Exercise restraint, put as little in as possible. When you’re done go back and remove everything that’s unnecessary.

Because of this, your slides are not your handout. Slides should be bare enough that they won’t really stand alone.

How to do better?
-Use white/blank space consciously
-Probably avoid the templates, just use colors
-It’s OK to have a blank slide
-Each slide should make one point
-Chose a font and stick with it. To emphasize points use bold/italics/etc. If you have two fonts use a serif and a sans-serif.
-Make it BIG. (Avoid having to say “dunno if you can see this . . . “)
-If you don’t have a good sense you can use online tools to help put them together – like Kuler. Can chose from complimentary, monocromatic, etc. Can also go with black and white and use a single color when you need to emphasize things

-Full screen images are the most powerful – image has to be high-quality though.
-Placement of text with image becomes important. Think about where people’s eyes will go on the image and where to put the text.
-May want to change background of text box to make it more readable. Maybe make background transparent if there’s not a good “blank” space on your photo.
-Photos – public domain (National Park Service, NASA, etc.).
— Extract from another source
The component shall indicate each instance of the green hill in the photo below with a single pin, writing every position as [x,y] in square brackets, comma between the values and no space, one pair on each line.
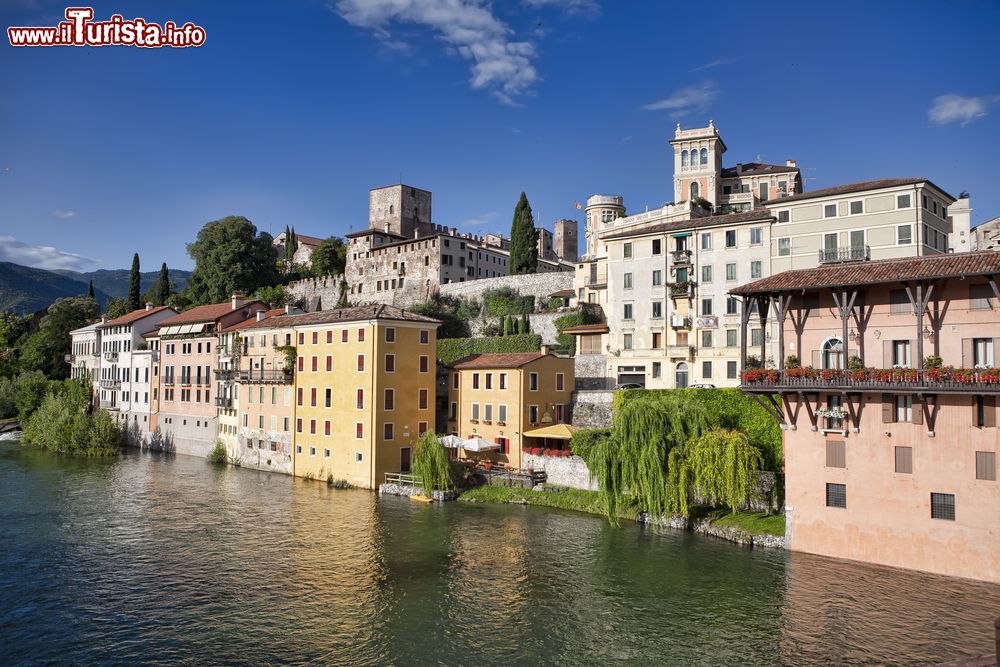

Creative Commons. Your own!

-Right data, right chart
-Can your audience figure out your point from your chart? Chop it down, highlight portions. Title should tell your audience what you’re trying to show with your table/chart.
-One point per slide!
-Maybe break up your chart if there are multiple points from it – walk them through each portion
-Pie charts – hard to see small slices. Put your labels on your data

Start by storyboarding your presentation – just think about the point you’ll make on each slide. Background, font, then think about images that will go with what you’re saying.

Go back and simplify! Remove what’s not necessary.

Slideology, Presentation Zen Design, Resonate.

What about Prezi? Probably better for people to explore later (standalone), not so good for a linear presentation.